11. Il résulte de ce qui précède que les conclusions aux fins d’annulation présentées par la société Natéosanté doivent être rejetées. Les conclusions aux fins d’injonction doivent également, en tout état de cause, être rejetées par voie de conséquence.
Sur les frais liés au litige :
12. Les dispositions de l’article L. 761-1 du code de justice administrative font, en tout état de cause, obstacle à ce que soit mise à la charge du GIP Resah, qui n’est pas la partie perdante dans la présente instance, la somme, au demeurant non chiffrée, que la société Natéosanté demande au titre des frais exposés et non compris dans les dépens. Il n’y a pas lieu, dans les circonstances de l’espèce, de mettre à la charge de la société Natéosanté la somme demandée par le GIP Réseah au même titre.
O R D O N N E :
Article 1er : La requête de la société Natéosanté est rejetée.

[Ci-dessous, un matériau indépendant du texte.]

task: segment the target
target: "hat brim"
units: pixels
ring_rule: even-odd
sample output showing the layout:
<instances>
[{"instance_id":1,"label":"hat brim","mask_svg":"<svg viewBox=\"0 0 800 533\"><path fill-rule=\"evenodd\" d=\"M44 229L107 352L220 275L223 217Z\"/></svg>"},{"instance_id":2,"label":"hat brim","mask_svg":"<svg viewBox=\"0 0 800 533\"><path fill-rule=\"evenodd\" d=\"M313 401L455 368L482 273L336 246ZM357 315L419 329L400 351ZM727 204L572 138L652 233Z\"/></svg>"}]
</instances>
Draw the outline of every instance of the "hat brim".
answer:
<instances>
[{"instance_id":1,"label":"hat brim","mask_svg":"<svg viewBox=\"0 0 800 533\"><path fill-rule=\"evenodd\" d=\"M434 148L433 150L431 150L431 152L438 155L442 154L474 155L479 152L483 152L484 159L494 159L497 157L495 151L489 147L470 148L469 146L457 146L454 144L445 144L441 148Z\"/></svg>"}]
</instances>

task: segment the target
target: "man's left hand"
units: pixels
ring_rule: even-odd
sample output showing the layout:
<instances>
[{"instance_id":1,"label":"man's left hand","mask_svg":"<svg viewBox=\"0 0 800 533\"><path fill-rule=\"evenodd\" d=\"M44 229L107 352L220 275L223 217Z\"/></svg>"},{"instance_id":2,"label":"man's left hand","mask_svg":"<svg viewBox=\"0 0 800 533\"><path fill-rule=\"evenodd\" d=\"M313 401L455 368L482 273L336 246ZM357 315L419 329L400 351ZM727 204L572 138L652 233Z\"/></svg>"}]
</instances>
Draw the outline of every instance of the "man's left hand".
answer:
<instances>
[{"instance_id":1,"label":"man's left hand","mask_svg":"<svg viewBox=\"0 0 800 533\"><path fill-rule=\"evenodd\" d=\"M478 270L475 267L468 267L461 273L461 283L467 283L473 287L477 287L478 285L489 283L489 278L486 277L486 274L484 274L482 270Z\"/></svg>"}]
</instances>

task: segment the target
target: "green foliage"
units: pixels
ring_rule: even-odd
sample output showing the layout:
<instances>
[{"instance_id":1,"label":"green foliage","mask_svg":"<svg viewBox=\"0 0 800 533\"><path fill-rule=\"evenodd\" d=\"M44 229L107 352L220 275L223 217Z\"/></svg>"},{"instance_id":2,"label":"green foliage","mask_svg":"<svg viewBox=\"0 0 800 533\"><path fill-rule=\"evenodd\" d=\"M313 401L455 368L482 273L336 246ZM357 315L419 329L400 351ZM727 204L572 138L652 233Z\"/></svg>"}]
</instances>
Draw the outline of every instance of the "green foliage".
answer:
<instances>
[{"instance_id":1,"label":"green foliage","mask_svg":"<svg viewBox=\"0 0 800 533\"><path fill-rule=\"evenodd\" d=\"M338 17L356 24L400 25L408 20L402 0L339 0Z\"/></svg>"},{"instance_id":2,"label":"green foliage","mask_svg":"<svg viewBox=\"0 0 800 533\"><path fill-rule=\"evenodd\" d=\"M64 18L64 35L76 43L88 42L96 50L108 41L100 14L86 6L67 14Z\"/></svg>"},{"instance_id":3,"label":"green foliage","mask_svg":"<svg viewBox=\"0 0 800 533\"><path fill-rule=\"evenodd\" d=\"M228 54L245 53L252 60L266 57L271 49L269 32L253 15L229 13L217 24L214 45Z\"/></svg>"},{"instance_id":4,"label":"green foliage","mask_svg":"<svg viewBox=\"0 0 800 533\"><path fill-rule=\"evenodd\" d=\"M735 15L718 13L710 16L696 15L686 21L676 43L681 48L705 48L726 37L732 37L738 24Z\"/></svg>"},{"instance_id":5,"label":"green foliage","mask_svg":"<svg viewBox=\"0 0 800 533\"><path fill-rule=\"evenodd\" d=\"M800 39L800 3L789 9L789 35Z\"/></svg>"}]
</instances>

Article 2 : Les conclusions du groupement d’intérêt public Réseau des acheteurs hospitaliers (GIP Resah) présentées sur le fondement des dispositions de l’article L. 761-1 du code de justice administrative sont rejetées.
Article 3 : La présente ordonnance sera notifiée à la société Natéosanté, au groupement d’intérêt public Réseau des acheteurs hospitaliers et à la société Airinspace S.E.
Fait à Paris, le 27 mai 2025.
La juge des référés,
« signé »
E. ARMOËT
La République mande et ordonne au ministre chargé de la santé en ce qui le concerne ou à tous commissaires de justice à ce requis en ce qui concerne les voies de droit commun contre les parties privées, de pourvoir à l’exécution de la présente décision.